Merck Forward-Looking Statement
This news release includes “forward-looking statements” within the meaning of the safe harbor provisions of the United States Private Securities Litigation Reform Act of 1995. These statements are based upon the current beliefs and expectations of Merck’s management and are subject to significant risks and uncertainties. There can be no guarantees with respect to pipeline products that the products will receive the necessary regulatory approvals or that they will prove to be commercially successful. If underlying assumptions prove inaccurate or risks or uncertainties materialize, actual results may differ materially from those set forth in the forward-looking statements.
Risks and uncertainties include, but are not limited to, general industry conditions and competition; general economic factors, including interest rate and currency exchange rate fluctuations; the impact of pharmaceutical industry regulation and healthcare legislation in the United States and internationally; global trends toward healthcare cost containment; technological advances, new products and patents attained by competitors; challenges inherent in new product development, including obtaining regulatory approval; Merck’s ability to accurately predict future market conditions; manufacturing difficulties or delays; financial instability of international economies and sovereign risk; dependence on the effectiveness of Merck’s patents and other protections for innovative products; and the exposure to litigation, including patent litigation, and/or regulatory actions.

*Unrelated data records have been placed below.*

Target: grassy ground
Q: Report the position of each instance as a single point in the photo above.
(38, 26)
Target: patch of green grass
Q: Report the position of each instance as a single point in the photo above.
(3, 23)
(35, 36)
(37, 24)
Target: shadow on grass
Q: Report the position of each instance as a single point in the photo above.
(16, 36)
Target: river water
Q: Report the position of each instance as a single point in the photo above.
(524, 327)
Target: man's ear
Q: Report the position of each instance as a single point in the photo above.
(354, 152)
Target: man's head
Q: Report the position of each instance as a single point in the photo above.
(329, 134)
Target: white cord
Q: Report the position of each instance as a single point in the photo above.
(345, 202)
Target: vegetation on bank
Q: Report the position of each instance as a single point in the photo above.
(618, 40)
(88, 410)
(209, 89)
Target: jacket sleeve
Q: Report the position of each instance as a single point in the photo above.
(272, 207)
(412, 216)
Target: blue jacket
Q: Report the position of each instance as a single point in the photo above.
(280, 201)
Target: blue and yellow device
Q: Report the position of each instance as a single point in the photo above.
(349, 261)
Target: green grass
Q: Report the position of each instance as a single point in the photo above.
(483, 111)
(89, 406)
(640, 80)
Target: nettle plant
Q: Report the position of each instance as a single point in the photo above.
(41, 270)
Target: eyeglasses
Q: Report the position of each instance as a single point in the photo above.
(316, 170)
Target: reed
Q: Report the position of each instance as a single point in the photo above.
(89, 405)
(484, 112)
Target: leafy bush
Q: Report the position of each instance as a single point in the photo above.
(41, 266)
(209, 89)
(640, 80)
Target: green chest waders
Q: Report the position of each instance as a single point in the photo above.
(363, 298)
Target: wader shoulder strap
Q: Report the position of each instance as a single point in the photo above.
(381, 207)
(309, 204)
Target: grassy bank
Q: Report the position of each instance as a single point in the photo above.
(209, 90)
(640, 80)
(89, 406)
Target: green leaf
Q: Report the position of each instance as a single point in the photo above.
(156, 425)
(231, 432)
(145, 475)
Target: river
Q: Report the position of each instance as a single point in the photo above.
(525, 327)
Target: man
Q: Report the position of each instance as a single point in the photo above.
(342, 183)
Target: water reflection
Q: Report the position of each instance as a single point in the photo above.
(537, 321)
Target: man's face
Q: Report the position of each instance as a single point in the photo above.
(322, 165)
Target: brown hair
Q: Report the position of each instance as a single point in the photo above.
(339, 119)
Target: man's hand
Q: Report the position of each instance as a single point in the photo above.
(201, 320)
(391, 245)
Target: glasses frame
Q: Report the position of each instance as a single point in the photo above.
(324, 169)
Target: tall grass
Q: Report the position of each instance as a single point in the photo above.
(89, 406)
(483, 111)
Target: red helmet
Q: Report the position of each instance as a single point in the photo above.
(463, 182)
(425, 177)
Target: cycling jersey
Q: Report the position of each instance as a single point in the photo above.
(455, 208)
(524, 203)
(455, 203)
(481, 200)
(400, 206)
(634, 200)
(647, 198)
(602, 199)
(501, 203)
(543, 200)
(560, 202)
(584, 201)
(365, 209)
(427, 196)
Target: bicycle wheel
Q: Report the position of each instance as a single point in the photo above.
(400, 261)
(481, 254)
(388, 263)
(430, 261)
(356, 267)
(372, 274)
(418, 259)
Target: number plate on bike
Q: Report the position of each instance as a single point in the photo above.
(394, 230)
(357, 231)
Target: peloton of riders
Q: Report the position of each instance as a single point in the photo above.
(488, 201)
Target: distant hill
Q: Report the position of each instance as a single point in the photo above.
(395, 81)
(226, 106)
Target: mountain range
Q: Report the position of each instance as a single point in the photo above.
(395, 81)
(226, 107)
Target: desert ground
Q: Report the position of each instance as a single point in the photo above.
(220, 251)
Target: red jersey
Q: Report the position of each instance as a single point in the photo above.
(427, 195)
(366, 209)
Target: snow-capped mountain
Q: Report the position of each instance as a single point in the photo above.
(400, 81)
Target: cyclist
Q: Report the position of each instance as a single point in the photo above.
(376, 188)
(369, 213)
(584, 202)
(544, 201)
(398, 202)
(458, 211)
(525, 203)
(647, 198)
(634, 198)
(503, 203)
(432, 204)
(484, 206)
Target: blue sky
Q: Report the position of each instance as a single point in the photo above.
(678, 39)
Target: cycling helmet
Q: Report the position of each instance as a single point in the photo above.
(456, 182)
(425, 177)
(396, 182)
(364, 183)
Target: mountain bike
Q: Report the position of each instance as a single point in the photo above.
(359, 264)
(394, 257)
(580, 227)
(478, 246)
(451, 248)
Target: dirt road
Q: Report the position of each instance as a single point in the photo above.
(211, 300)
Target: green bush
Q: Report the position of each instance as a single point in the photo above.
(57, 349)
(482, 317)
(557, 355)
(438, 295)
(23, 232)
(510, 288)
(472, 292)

Merck undertakes no obligation to publicly update any forward-looking statement, whether as a result of new information, future events or otherwise. Additional factors that could cause results to differ materially from those described in the forward-looking statements can be found in Merck’s 2013 Annual Report on Form 10-K and the company’s other filings with the Securities and Exchange Commission (SEC) available at the SEC’s Internet site (www.sec.gov).